Messstation in der Mojave-Wüste. Bild: Desert Research Institute
Messstation in der Mojave-Wüste. Bild: Desert Research Institute

Da Wüsten und sehr trockene Gebiete um die 35 Prozent der Erdoberfläche einnehmen, könnte deren Effekt als CO2-Senken enorm sein. Stimmt das Ergebnis aus der Mojave-Wüste und ist es verallgemeinerbar, dann würde Wüsten über 5 Milliarden Tonnen CO2 jährlich von der Atmosphäre aufnehmen, etwa die Hälfte der Emissionen, die von Menschen verursacht werden.

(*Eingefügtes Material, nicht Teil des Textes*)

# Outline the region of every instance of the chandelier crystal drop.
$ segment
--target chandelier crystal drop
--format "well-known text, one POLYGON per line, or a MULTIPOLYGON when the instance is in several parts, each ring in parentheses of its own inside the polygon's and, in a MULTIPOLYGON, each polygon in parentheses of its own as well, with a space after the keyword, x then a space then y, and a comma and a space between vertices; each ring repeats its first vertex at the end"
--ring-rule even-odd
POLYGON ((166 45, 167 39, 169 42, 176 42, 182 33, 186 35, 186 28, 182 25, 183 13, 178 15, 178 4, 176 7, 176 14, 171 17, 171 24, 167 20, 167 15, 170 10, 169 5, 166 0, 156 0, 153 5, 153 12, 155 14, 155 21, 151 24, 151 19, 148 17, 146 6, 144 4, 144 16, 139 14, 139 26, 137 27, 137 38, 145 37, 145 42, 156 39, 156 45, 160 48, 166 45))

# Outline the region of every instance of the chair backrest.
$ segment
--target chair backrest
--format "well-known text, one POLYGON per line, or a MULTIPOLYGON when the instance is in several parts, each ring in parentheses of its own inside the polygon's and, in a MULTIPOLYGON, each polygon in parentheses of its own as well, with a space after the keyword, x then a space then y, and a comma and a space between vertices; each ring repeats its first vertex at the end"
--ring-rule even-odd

Da mehr CO2 von der Erde aufgenommen wird, als die Wissenschaft es sich bislang erklären konnte, könnten Wüsten das fehlende Glied sein. Bislang gibt es allerdings nur Vermutngen darüber, wie der Wüstenboden CO2 absorbiert, alkalische Böden dürften dabei eine Rolle spielen, welche Bedeutung die Vegetation hat ist nach Lis Ergebnis unklar. Andere Wissenschaftler sind allerdings skeptisch. So sagt Jayne Belnap vom U.S. Geological Survey, dass sie in der Wüste in Süd-Utah keine CO2-Aufnahme beobachten konnten. Georg Wohlfahrt von der Universität Innsbruck, der zusammen mit den US-Kollegen den CO2-Austausch zwischen dem Boden der Mojave-Wüste und der Atmosphäre untersucht hat, hält es für möglich, dass eine Ursache der in vielen Wüsten zu beobachtende Anstieg der Niederschläge sein könnte, die zu mehr Vegetation im Boden führen, die wiederum mehr CO2 aufnehmen kann.